Models·OpenAI·May 2020

★8. Language Models are Few-Shot Learners (GPT-3)

The model that made the world pay attention

Research Paper

Summary

Introduced GPT-3, a 175B parameter model that demonstrated remarkable few-shot learning — performing tasks from just a few examples in the prompt without any gradient updates — fundamentally changing what people expected language models could do.

Key Concepts

Large enough models learn new tasks from just a few prompt examples — no fine-tuning needed

GPT-3's defining contribution wasn't just better benchmarks — it was the discovery that sufficiently large language models can learn new tasks from just a handful of examples provided in the prompt. No fine-tuning, no gradient updates. Just show it a few input-output pairs and it figures out the pattern.

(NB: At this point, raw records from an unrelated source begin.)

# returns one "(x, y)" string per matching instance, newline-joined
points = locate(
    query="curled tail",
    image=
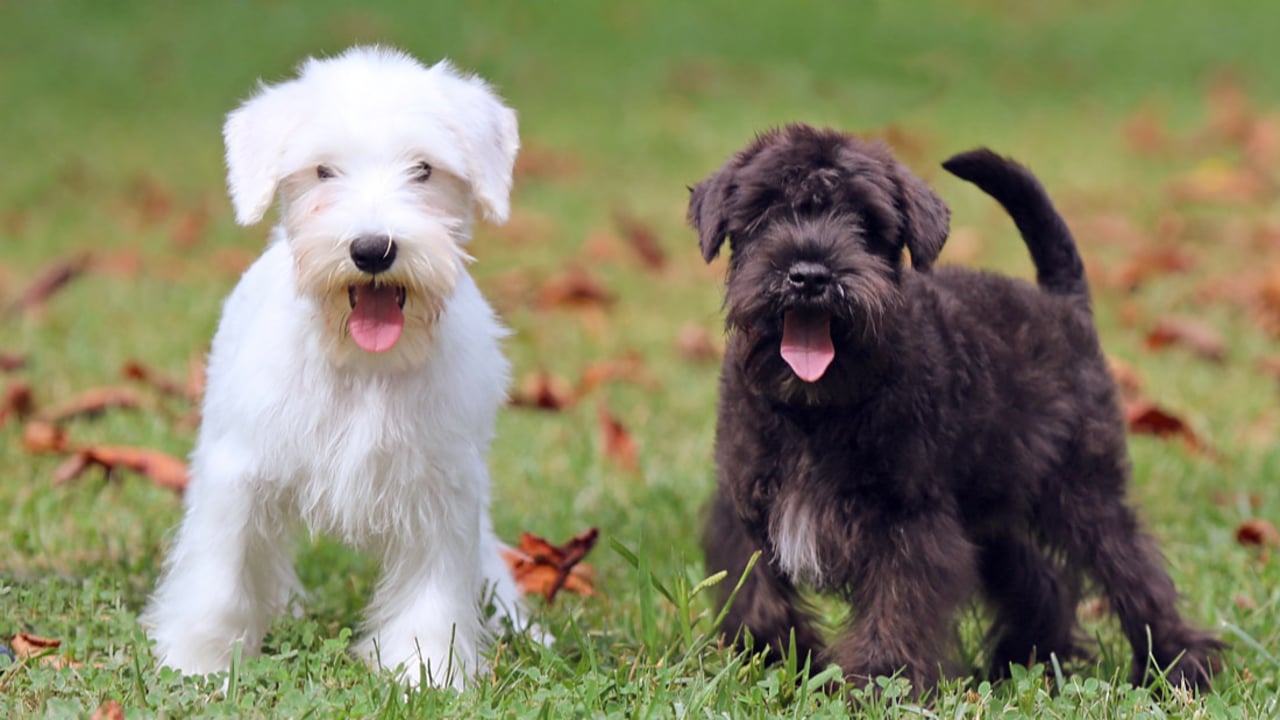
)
(1059, 268)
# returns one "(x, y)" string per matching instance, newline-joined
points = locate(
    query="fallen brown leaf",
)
(1148, 263)
(627, 368)
(1223, 499)
(196, 378)
(1197, 336)
(109, 710)
(643, 238)
(1258, 533)
(26, 646)
(152, 200)
(50, 281)
(618, 445)
(1219, 183)
(524, 227)
(1146, 132)
(95, 401)
(1128, 381)
(160, 468)
(545, 569)
(10, 361)
(538, 162)
(694, 343)
(126, 263)
(1146, 418)
(40, 436)
(165, 384)
(543, 391)
(575, 287)
(18, 402)
(190, 229)
(1267, 300)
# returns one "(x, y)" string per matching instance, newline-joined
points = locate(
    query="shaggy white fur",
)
(356, 373)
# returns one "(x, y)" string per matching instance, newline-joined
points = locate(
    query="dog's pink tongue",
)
(807, 343)
(376, 319)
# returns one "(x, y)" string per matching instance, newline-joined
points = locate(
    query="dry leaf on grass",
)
(575, 287)
(1128, 379)
(643, 240)
(1219, 183)
(1146, 132)
(50, 281)
(18, 402)
(190, 229)
(109, 710)
(1147, 418)
(160, 468)
(618, 445)
(1258, 533)
(538, 162)
(95, 401)
(1223, 499)
(543, 391)
(1148, 263)
(27, 647)
(191, 388)
(695, 343)
(12, 361)
(40, 436)
(626, 368)
(545, 569)
(1197, 336)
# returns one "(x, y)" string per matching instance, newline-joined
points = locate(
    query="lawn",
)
(1153, 123)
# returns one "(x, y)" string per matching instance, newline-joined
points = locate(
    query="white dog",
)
(356, 373)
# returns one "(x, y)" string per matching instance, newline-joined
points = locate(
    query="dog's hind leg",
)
(1104, 534)
(768, 605)
(1033, 602)
(913, 573)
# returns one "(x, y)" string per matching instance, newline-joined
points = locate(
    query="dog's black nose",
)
(808, 278)
(373, 253)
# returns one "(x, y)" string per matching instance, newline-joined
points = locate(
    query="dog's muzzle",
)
(373, 254)
(808, 279)
(376, 309)
(807, 346)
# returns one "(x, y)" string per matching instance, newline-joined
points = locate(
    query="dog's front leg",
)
(229, 573)
(768, 605)
(425, 614)
(910, 577)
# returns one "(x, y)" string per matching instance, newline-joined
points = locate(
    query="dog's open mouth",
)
(807, 343)
(376, 315)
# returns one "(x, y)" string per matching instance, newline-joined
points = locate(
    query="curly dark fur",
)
(965, 438)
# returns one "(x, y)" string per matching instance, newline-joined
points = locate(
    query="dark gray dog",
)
(906, 437)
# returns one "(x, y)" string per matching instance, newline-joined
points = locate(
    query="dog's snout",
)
(373, 253)
(809, 278)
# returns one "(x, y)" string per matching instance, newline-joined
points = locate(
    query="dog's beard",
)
(810, 346)
(391, 314)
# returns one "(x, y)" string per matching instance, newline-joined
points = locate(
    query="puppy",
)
(908, 437)
(356, 373)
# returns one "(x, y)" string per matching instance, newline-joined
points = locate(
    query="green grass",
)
(108, 104)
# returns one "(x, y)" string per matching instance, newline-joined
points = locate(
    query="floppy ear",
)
(926, 218)
(708, 210)
(489, 137)
(255, 135)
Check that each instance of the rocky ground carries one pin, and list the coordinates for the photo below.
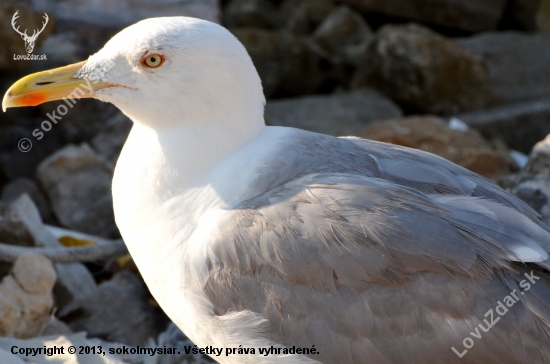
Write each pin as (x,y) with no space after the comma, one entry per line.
(468,80)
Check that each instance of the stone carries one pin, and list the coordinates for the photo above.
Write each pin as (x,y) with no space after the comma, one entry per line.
(286,64)
(125,12)
(338,114)
(34,273)
(344,34)
(12,42)
(518,63)
(120,312)
(78,183)
(426,72)
(74,280)
(468,15)
(432,134)
(250,13)
(26,296)
(301,17)
(520,125)
(532,183)
(21,185)
(522,14)
(110,140)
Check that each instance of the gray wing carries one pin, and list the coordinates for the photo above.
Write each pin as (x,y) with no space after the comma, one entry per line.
(373,265)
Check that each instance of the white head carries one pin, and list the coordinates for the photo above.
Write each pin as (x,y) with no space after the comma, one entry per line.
(204,75)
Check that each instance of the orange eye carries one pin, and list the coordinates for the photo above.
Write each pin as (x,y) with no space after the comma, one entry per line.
(152,61)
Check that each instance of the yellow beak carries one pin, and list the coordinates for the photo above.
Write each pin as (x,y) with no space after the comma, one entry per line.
(51,85)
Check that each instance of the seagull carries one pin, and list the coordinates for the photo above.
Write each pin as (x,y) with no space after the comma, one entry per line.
(269,244)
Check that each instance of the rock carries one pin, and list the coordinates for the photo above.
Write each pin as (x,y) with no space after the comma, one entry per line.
(78,184)
(120,312)
(518,63)
(26,296)
(250,13)
(520,125)
(74,281)
(427,72)
(34,273)
(287,64)
(522,14)
(432,134)
(110,140)
(543,15)
(14,189)
(344,34)
(339,114)
(12,42)
(301,17)
(126,12)
(532,183)
(468,15)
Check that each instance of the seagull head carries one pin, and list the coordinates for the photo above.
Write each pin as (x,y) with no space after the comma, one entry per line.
(160,72)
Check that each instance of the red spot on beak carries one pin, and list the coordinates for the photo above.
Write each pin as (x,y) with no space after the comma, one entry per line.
(32,99)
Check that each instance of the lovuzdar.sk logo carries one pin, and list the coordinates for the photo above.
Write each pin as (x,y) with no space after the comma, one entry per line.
(29,40)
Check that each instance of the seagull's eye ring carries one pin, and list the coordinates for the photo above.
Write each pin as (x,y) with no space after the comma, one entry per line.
(152,61)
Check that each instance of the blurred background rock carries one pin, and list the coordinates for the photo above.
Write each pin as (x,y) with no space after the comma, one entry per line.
(468,80)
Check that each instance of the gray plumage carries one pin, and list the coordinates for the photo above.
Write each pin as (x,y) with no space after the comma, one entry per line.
(380,254)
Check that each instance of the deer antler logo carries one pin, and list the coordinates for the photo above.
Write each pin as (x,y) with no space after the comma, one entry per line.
(29,40)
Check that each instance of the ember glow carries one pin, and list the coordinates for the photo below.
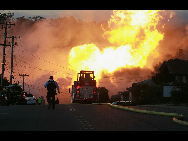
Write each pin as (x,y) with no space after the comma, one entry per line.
(134,36)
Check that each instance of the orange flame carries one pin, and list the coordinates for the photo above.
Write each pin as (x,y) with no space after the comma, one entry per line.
(134,36)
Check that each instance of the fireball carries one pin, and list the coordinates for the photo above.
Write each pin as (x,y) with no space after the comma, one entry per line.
(133,35)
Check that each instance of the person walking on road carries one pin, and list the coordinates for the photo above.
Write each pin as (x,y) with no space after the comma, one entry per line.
(39,100)
(51,86)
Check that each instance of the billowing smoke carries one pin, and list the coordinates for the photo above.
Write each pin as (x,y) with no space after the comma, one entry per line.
(44,47)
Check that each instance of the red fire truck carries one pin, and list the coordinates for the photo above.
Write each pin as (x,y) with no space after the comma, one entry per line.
(84,89)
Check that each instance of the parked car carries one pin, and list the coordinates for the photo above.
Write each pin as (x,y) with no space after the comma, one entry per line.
(122,103)
(30,99)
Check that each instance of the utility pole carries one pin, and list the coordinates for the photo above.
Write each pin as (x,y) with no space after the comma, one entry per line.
(4,46)
(11,72)
(23,78)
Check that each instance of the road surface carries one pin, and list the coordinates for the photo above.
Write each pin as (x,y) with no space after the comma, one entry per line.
(80,117)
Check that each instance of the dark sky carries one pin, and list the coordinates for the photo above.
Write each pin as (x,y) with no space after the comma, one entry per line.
(180,17)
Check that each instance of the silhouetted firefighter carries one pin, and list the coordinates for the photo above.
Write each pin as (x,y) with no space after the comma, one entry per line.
(51,87)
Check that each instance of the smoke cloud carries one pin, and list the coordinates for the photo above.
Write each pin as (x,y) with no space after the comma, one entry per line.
(44,47)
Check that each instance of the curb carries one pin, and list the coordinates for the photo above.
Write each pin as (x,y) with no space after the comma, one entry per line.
(177,118)
(184,123)
(144,111)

Zero-shot, one-shot, and few-shot: three prompting paradigms

• Zero-shot: describe the task, no examples • One-shot: one example • Few-shot: 2-64 examples in the prompt

At 175B parameters, abilities appeared that smaller models simply didn't have

At 175B parameters, GPT-3 displayed capabilities that smaller models simply didn't have — arithmetic, code generation, creative writing, and even rudimentary reasoning. These "emergent" abilities (capabilities that appear at scale) became a defining concept in AI.

Shift from open-source to paid API — the "Open" in OpenAI begins to erode

OpenAI released GPT-3 not as open-source but through a paid API — marking the shift from OpenAI's original open-source ethos to a commercial model.